INSIGHT: One insightful glance was in my life review of all my paths. All those paths I’ve trod, in each I felt the presence I called God. I felt it in my father’s church. I even felt it in Buddhism (a belief with no concept of God.) At one time I thought all faiths connect to the same deity…. but now I had an insight – Instead of everyone connecting to the same God, what if we are all connecting with our Greatest Self? Our Higher Self is so vast, that to us it would appear god-like. It is filled with the sense of vastness, compassion, love and hope. We carry it with us, and if we’re open to another path, we may find those feelings as we enter into communion with our Higher Nature.

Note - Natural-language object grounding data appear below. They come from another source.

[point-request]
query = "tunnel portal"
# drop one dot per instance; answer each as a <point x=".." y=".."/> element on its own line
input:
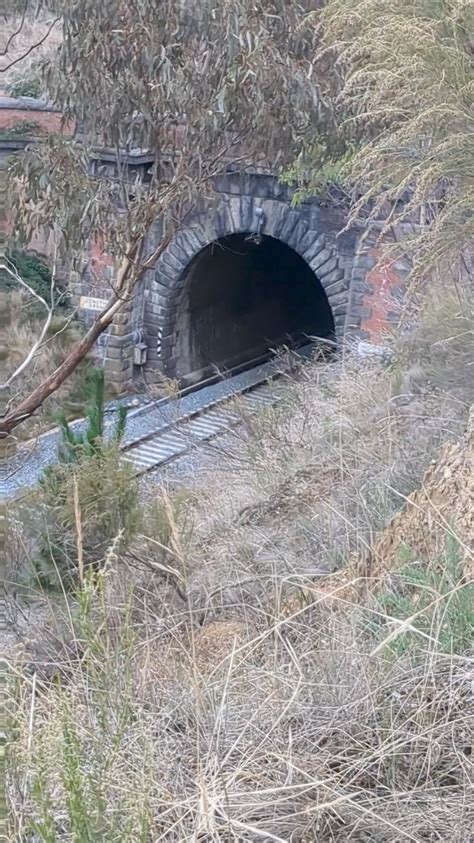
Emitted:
<point x="241" y="296"/>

I began to question the idea of God. I asked about the Divine Source, and my Higher Self directed my work to candle gazing. Nothing special. Nothing complex. I simply sat and meditated upon a candle flame… with the intent of communion with the Divine. That intent is very important.
The Flower of Life
I had a moment of breakthrough. A voice, like my Higher Self, reached out to me and gave me direction. It called itself the Creator and it spoke through a portal within the flame. It instructed me to find a symbol that was the Flower of Life, which would represent the flame, the spark of life.
Those words led me to Frida Kahlo’s work, The Flower of Life. It was a painting, abstract and mystical. I had not heard of the term Flower of Life before. Even in my past work with Kabbalah, the term hadn’t appeared. It is also a iconic idea from the Kabbalah. For me, however, I used this painting of Frida Kahlo as my portal. Purchasing a print and framing it, I hoisted it in a position in my meditation room and meditated upon it.
The lessons from the painting, were for the most part personal. I saw three aspects of Self represented in the painting. The Lightning, the Sun and the Plantlike phallic figure. This established my thoughts on the Trinity of Self: The lower self, the Higher Self and the Creator Self.
In my view there is a Creator or Divine Source, outside the Self. However, the Self is composed of its own creation aspect, which works with the Higher Self and empowers the work of the Limited (or lower) self.
There were brief moments of becoming the Greater Self… the totality of Self. Sessions lasting less than a minute would bring me into an awareness of being that was greater than my physical potential. I was one with the Higher Self, and spoke with that authority. These were fleeting moments, but precious none the less.
I learned that I am a creator, in the image of the Divine Creator. I created my own system of attainment, to help me with my path. Using a construct similar to other ancient systems, but layering a tapestry of myth that is modern, I empowered the beings and constructed an egregore of my work.
Today I am reaching back to the Christian path of Elus Cohen and Martinism, to bring forth the ideas of practical humility, service and spiritual combat. The latter is not ego based and that’s key. Often combative spiritual practices inspire the ego. The reality of spiritual combat is in the taking control of one’s vices.
Where I’m Headed
I find value in the LHP idea of Individuality and antinomianism to establish the Self separated from conformity. Yet it can’t stand on its own. The LHP as a path tends to focus on the material, infinitesimal existence. The RHP has the values of humility, unity and oneness, but left unguarded the individual becomes lost.
The balance between the two extremes offers the idea of an Individual Self that is sought to be realized. Rather than union with an external force, the union is with the Higher Self (which fills our personal universe.) In this state we become the perfected Individual. Perhaps this is what Crowley inferred in Chapter II of Liber LXV, “Thou speck of dust infinitesimal! Thou art the Lord of Glory, and the unclean dog.”
Where my path leads from here, I do not know. It has been a path of many different steps, but each has brought me to this point where I currently preside.